Christianity and Constantine 1700 Years Later

Statue de Constantin Ier, Musée du Capitole, Rome

Today is the 1700th anniversary of the Battle of the Milvian Bridge. On October 28, 312, Constantine defeated his rival emperor, Maxentius, as the two fought for the city of Rome and control over the western half of the Roman Empire. The defeat of Maxentius is a significant step in Constantine’s quest to become master of the entire Roman Empire, but historians have usually emphasized it as the turning point in his relationship with Christianity.
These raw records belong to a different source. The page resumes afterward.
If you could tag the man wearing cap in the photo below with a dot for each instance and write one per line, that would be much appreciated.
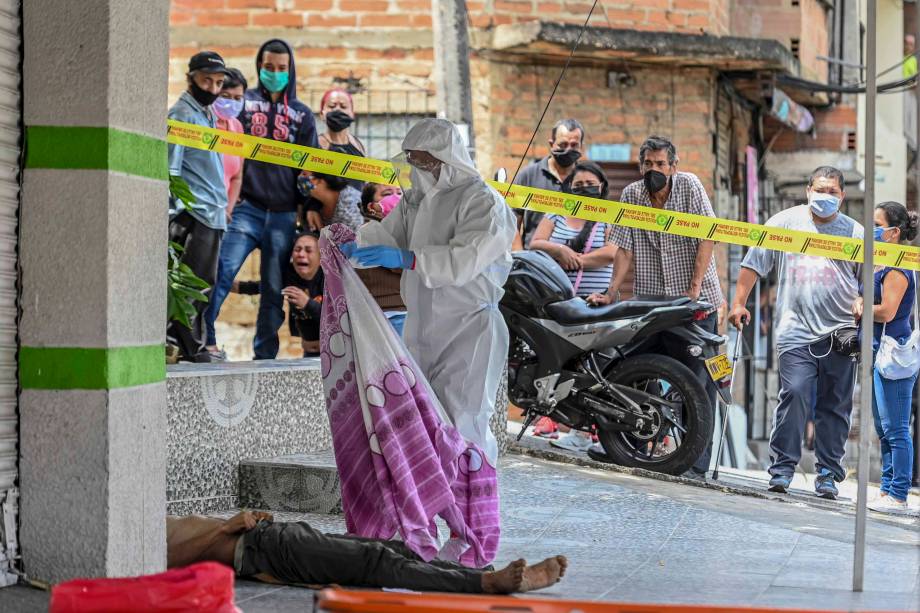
(199, 225)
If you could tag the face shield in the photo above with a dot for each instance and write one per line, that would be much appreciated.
(402, 172)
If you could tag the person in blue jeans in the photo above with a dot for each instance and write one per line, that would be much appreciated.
(265, 217)
(895, 292)
(813, 300)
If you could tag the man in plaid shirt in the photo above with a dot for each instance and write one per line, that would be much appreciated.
(665, 264)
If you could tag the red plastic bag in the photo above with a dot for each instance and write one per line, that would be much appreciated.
(204, 587)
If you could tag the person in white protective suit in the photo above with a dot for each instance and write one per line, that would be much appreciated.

His biographer, Eusebius of Caesarea, Constantine’s biographer, claims that on the night before the battle, Constantine saw two Greek letters in a vision, a Chi and a Rho. These two letters are the first two letters in the Greek spelling of “Christ.” Along with the letters, Constantine received the message, “In this sign you will conquer.” He took this divine message to mean that God was on his side. He put the Chi-Rho on his soldiers’ shields, and when he defeated Maxentius the next day, he gave Christ the credit.

It’s hard to say when or if Constantine became an orthodox Christian, but after the Milvian Bridge, Constantine begins to favor Christianity. The next year, he issued the Edict of Milan, which formally ended persecution of Christians. The previous ten years had been some of the most difficult times for the church because the previous emperor, Diocletian, believed that Christianity destabilized the empire. Constantine didn’t just legalize Christianity; the Edict of Milan also reimbursed the church for confiscation and damages.

Later, when he had reunited the two halves of the empire and ruled over them as the sole emperor, Constantine built a new capital called Constantinople. This new capital would be unique in the Roman Empire because Constantine constructed church buildings within the very heart of the city. In Rome and most other urban centers, churches had to build their structures outside the city. Constantine architecturally proclaimed that Christianity would be an integral part of his new Rome.

Constantine favored Christianity with money and attention and set a trajectory for its continued growth. He did not, however, make Christianity the official religion of the empire. That move would be made a few generations later. During his life, Constantine probably never imagined a worldwide Christianity. He was merely favoring a formerly persecuted sect. But the bishops knew. They knew that Christianity’s mission was for all to hear the good news. And they took advantage of the good times just as they did the bad.